Oct 222018

Today it seems, the IT gremlins have been out to get me.  At my work I have a desktop computer (personal hardware) consisting of a Rysen 7 1700, 16GB RAM, a 240GB Intel M.2 SATA SSD (540 series) and a 4TB Western Digital HDD.

The machine has been, pretty reliable, not rock-solid, in particular, compiling gcc sometimes segfaulted for reasons unknown (the RAM checks out okay according to memtest86), but for what I was doing, it mostly ran fine.  I put up with the minor niggles with the view of solving those another day.  Today though, I come in and find X has crashed.

Okay, no big deal, re-start the display manager, except that crashed too.

Hmm, okay, log in under my regular user account and try startx:  No dice, there’s no room on /.

Ahh, that might explain a few things, we clean up some log files, truncate a 500MB file, manage to free up 50GB (!).

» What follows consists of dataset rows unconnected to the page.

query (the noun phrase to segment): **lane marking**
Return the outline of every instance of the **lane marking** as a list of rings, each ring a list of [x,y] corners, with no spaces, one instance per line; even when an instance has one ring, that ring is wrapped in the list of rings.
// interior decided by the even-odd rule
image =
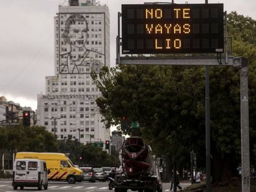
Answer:
[[[48,188],[55,188],[56,187],[59,187],[59,186],[57,185],[57,186],[48,186]]]
[[[60,189],[64,189],[64,188],[69,188],[70,187],[72,187],[72,186],[61,186],[59,188]]]
[[[90,190],[90,189],[95,189],[96,188],[97,188],[96,186],[89,186],[89,187],[87,187],[86,189]]]
[[[83,188],[83,186],[79,186],[73,187],[72,189],[80,189],[82,188]]]
[[[9,181],[9,182],[1,182],[1,183],[12,183],[12,181]]]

The machine dual-boots two OSes: Debian 9 and Gentoo.  It’s been running the latter for about 12 months now, I used Debian 9 to get things rolling so I could use the machine at work (did try Ubuntu 16.04, but it didn’t like my machine), and later, used that to get Gentoo running before switching over.  So there was a 40GB partition on the SSD that had a year-old install of Debian that wasn’t being used.  I figured I’d ditch it, and re-locate my Gentoo partition to occupy that space.

So I pull out an Ubuntu 18.04 disc, boot that up, and get gparted going.  It’s happily copying, until WHAM, I was hit with an I/O error:

Failed re-location of partition (click to enlarge)

Clicking any of the three buttons resulted in the same message.  Brilliant.  I had just copied over the first 15GB of the partition, so the Debian install would be hosed (I was deleting it anyway), but my Gentoo root partition should still be there intact at its old location.  Of course the partition table was updated, so no rolling back there.  At this point, I couldn’t do anything with the SSD, it had completely stalled, and I just had to cut my losses and kill gparted.

I managed to make some room on the 4TB drive shuffling some partitions around so I could install Ubuntu 18.04 there.  My /home partition was btrfs on the 4TB drive (first partition), the rest of that drive was LVM.  I just shrank my /home down by 40GB and slipped it in there.  The boot-loader didn’t install (no EFI partition), but who cares, I know enough of grub to boot from the DVD and bootstrap the machine that way.  At first it wouldn’t boot because in their wisdom, they created the root partition with a @ subvolume.  I worked around that by making the @ subvolume the default.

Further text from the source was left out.